Hi, I’ve tried searching for this problem, but naturally this combination of keywords doesn’t pull up many useful results. Mostly I get threads asking how to adjust the frequency governor, which is not my problem.
I’m using the latest Manjaro with XFCE, kernel 6.9.10-1 on an 8c/16t Intel i7-11800H. I’m not sure if that’s specifically a mobile CPU, but this is in a laptop.
My issue is that the CPU scheduler seems to let threads dwell on a single core for far, far too long. A long-running task can peg one core until it hits 99C before it will shift load to another core. This happens with all sorts of tasks, but my main issue is during C++ compilation and startup of CLion. Installing AUR packages can also produce this if they’re big enough.
What my problem is not:
CPU frequency/governor: i7z and cpupower output seem sane and correct. Governor correctly scales frequency based on load and temperature, boost to 4.6GHz works correctly.
Core congestion: In all cases, all CPU cores are at less than ~20% utilization except the one at 100%.
Power/thermal: Heatsinks are clean and functional. Under normal load, the temperatures are similar to what I get under Windows.
Workload related: I see this behavior with many different workloads, I just happen to run compilation workloads more often than anything else.
The core which gets overloaded is always random, which is what I would expect.
I have a CPU load widget in my taskbar that shows load per core. This agrees with htop and i7z, and both clearly show one core being maxed out for tens of seconds at a time. On other Linux systems I don’t see a core maxed out for more than a couple of seconds before it swaps to another core, even with similar workloads. Those systems are usually Debian based, with the latest stable kernel.

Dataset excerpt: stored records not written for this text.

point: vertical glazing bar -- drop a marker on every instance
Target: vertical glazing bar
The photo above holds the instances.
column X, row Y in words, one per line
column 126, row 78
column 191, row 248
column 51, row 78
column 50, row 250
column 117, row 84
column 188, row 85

I’m convinced this is either a bug or some edge case in the CPU scheduler. I’m far from an expert in this area, but it seems to me that the scheduler should not allow one thread to dwell on a single core for this long, or allow a single core to be 40-50C above all others.
I’m concerned about physical damage to the CPU from this, but also it causes the fans to rapidly cycle between 0 and 100% due to the rapid temperature swings. This is becoming extremely annoying.
So here’s the question I can’t find an answer to: Is there any sort of adjustment I can make to the scheduler to alleviate this behavior? Perhaps a setting for maximum dwell time, or maybe just change it out for an entirely different algorithm? I know basically nothing about the scheduler in Linux, and it’s proven pretty difficult to find any information.